After looking at the initial brief for Total ReCal, we realised that it would be necessary to build a new data storage layer to handle the time/space information which drives the project. There are many reasons for this both technical and political, but the key reason is that since we are running what is effectively an abstraction and amalgamation service we want to be able to interface directly with our own copy of the data; here’s why.
Speed is often considered a luxury when dealing with large data sets, and especially in larger institutions it’s common to think nothing of waiting a few minutes for a report to finish building or for your operation to finish processing, but we wanted to offer something where you could happily hit it with 20-30 queries a second over an API. This is particularly relevant given our larger Nucleus un-project to expose public (and some private) data over APIs to allow mashups. In short, we don’t want to have to wait for even half a second whilst another service gets the data we’re after, and we especially don’t want to have to waste more time parsing the data into a useful format.
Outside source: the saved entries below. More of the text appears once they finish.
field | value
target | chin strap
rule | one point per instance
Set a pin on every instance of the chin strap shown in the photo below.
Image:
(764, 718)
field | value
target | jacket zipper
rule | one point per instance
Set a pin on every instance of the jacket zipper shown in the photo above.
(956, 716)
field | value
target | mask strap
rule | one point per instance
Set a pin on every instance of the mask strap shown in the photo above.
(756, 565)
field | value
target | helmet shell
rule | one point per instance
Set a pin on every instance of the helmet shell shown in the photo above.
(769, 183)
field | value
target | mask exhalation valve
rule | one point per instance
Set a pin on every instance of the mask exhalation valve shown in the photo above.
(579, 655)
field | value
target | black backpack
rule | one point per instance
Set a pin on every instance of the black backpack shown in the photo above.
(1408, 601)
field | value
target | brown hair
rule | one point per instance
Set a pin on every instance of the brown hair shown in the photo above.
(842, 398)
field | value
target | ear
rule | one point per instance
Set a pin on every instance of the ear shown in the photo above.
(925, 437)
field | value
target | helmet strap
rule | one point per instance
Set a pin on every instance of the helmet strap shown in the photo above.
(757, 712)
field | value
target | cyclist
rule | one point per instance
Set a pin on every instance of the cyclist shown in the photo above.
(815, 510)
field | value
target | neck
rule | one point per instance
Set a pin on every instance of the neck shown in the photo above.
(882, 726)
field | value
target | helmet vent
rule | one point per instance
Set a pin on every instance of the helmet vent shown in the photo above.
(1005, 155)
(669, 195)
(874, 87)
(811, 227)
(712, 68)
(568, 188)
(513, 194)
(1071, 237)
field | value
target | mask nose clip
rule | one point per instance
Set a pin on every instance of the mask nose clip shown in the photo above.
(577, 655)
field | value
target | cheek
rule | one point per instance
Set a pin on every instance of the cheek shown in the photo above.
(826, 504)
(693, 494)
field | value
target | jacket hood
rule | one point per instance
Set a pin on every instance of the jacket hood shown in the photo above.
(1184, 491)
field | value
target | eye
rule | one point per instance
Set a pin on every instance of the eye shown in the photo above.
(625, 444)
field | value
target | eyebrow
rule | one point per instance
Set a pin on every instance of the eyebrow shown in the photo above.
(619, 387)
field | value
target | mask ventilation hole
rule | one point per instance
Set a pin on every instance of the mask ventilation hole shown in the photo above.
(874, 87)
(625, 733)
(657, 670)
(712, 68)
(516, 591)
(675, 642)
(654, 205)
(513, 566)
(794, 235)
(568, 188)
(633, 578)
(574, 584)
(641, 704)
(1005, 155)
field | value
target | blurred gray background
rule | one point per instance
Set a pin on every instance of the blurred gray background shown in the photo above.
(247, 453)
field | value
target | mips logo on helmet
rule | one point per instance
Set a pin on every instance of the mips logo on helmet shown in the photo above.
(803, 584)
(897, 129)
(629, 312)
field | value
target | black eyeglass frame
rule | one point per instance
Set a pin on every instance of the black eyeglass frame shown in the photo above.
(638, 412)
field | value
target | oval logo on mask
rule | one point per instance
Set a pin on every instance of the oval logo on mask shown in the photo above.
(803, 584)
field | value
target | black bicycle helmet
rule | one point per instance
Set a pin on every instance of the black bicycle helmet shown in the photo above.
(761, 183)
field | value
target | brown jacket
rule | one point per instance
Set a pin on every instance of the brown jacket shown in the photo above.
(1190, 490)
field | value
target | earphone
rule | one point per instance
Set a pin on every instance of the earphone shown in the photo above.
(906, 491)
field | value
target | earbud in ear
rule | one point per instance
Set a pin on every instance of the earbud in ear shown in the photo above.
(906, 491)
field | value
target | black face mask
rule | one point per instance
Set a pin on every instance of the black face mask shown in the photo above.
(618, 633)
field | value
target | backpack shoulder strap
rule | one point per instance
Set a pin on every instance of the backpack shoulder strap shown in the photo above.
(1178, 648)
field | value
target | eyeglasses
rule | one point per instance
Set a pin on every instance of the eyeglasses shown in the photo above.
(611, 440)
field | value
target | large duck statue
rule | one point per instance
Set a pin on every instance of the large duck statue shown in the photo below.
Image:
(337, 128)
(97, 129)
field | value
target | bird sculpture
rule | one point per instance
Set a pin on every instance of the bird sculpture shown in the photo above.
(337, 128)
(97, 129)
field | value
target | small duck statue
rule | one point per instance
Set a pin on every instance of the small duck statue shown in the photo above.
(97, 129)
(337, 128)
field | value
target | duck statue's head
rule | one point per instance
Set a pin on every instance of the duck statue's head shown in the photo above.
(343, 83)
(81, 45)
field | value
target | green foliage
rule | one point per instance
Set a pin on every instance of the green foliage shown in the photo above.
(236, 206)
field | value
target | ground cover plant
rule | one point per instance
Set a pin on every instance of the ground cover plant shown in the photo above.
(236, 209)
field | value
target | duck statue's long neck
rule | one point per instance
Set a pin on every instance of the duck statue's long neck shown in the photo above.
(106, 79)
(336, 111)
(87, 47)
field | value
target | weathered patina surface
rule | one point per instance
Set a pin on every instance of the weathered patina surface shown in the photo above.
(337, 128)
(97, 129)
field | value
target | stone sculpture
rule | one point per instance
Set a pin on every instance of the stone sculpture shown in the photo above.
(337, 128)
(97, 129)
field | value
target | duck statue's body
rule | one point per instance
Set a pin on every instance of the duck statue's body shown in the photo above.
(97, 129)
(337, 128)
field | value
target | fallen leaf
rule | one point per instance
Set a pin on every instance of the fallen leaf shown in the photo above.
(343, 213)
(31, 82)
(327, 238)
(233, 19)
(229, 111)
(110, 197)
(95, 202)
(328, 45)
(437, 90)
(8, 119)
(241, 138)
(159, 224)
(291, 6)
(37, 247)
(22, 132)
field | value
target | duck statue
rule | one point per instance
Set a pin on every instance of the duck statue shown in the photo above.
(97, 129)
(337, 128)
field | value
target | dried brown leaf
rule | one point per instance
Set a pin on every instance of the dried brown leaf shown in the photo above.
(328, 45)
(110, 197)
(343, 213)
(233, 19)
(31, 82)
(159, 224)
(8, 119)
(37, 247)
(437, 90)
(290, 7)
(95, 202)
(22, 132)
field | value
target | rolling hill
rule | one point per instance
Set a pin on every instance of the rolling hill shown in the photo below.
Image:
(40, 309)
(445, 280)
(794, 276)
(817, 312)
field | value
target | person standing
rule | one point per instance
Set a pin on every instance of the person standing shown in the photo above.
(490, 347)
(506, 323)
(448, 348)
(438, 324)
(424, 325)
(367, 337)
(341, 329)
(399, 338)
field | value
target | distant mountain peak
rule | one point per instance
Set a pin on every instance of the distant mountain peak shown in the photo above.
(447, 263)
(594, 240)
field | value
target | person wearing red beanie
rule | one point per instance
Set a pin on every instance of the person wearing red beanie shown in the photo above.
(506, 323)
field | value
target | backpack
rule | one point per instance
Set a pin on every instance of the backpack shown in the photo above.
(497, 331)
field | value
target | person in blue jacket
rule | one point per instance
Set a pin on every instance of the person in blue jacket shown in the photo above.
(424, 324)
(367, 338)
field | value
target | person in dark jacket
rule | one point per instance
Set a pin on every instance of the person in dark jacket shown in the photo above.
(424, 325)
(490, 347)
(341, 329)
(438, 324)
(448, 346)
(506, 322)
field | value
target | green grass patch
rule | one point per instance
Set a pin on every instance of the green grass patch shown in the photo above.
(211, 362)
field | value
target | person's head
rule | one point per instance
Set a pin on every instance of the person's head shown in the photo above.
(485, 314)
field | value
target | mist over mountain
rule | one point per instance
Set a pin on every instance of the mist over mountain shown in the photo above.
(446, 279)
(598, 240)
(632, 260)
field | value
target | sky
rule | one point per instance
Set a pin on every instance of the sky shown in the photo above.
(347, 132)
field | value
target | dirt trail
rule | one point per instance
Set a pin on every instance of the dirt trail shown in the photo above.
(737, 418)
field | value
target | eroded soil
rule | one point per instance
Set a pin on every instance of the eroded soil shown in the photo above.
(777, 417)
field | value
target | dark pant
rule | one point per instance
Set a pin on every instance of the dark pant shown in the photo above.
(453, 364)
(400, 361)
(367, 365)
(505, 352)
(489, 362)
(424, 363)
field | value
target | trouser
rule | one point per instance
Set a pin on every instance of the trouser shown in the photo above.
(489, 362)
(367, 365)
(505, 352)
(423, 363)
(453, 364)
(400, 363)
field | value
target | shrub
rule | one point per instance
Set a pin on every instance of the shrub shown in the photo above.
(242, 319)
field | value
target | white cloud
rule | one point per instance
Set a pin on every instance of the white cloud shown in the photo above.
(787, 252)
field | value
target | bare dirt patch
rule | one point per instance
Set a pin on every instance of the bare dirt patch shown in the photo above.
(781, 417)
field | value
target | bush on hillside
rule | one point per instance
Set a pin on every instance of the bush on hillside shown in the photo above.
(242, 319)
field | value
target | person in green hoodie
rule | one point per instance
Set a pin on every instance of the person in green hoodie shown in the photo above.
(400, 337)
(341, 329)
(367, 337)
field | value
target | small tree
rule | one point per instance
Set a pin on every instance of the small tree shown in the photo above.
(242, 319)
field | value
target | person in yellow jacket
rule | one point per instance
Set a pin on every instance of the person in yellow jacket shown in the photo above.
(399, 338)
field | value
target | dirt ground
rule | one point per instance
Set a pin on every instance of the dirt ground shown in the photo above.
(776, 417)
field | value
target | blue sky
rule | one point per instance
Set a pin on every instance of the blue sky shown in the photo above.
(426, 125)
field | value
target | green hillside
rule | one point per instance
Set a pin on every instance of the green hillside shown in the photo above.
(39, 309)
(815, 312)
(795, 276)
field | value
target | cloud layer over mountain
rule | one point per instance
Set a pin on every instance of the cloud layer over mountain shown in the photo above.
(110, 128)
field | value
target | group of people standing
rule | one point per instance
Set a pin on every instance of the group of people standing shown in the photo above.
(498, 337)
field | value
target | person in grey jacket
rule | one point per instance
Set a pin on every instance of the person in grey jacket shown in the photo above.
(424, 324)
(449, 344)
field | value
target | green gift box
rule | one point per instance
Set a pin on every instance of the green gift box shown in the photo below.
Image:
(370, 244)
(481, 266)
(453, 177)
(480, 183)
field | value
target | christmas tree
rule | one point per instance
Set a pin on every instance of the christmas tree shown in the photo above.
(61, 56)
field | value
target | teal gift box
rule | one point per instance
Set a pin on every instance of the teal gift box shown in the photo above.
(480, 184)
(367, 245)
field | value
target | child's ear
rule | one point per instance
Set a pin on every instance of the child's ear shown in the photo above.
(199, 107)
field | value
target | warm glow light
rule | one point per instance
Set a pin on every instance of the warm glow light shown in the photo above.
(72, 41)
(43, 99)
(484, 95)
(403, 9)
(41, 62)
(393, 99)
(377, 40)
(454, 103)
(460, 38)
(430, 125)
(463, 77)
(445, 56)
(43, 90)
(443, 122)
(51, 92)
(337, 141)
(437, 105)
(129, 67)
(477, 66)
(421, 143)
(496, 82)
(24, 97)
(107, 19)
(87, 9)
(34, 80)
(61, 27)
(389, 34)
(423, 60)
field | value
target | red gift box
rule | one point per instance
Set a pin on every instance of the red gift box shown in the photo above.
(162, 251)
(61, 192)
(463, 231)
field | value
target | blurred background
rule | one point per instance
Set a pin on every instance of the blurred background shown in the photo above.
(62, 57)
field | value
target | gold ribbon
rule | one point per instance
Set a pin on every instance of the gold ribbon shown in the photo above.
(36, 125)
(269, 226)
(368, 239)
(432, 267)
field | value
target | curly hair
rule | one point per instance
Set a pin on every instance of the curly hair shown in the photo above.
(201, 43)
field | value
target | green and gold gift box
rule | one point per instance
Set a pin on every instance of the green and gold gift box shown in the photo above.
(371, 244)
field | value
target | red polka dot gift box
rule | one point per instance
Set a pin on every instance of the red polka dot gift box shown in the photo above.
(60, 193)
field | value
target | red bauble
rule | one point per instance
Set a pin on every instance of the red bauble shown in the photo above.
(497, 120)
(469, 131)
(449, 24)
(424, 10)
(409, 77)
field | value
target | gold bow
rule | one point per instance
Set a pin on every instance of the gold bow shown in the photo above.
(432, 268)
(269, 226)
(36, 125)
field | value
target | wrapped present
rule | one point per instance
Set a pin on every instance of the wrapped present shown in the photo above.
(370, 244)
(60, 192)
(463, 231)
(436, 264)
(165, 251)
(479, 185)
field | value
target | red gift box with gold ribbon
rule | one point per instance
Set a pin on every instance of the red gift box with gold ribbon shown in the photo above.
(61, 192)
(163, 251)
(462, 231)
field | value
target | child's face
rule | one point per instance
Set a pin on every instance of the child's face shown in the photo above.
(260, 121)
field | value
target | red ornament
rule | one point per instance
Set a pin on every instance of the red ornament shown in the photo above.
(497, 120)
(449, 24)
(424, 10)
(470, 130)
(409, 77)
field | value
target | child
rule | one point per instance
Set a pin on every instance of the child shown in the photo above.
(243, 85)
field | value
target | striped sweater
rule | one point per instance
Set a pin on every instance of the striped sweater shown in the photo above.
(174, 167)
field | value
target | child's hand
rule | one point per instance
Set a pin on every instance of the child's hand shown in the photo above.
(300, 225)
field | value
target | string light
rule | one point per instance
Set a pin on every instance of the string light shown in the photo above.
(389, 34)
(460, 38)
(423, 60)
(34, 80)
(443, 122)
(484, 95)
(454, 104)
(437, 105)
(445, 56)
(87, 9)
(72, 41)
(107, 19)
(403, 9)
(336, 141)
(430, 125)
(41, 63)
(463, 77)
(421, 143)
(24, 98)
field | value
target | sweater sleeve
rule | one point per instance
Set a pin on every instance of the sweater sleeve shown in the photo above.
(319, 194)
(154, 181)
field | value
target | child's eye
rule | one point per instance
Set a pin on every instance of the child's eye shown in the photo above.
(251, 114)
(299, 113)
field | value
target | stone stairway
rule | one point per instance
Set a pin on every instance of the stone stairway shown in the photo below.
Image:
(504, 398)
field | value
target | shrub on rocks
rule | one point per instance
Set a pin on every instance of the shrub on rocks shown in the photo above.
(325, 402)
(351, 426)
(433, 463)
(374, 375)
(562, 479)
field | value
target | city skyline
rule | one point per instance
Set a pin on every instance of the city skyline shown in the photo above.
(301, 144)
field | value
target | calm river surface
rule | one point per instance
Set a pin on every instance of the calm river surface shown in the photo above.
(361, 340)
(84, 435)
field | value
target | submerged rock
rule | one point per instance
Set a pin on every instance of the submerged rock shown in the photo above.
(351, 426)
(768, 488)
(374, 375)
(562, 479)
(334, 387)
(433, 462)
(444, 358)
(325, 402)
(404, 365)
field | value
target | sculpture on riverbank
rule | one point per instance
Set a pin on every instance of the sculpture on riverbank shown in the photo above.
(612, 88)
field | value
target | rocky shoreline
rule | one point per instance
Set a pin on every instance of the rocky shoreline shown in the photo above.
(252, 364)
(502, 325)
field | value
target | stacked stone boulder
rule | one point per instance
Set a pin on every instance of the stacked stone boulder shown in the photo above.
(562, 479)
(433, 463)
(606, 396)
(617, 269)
We looked at several possibilities for how to store the data. An obvious one to take a look at is a traditional RDBMS ((Relational Database Management System)) such as PostgreSQL or MS-SQL. In this instance we would most likely have been using MySQL, since it fits smoothly into the almost universally supported LAMP ((Linux, Apache, MySQL, PHP)) stack which is available on our key development server. Alex and myself are both well-versed in using MySQL as a database and interfacing with it using PHP, so should we have opted for an RDBMS it would be the obvious choice despite the rest of the University standardising on MS-SQL.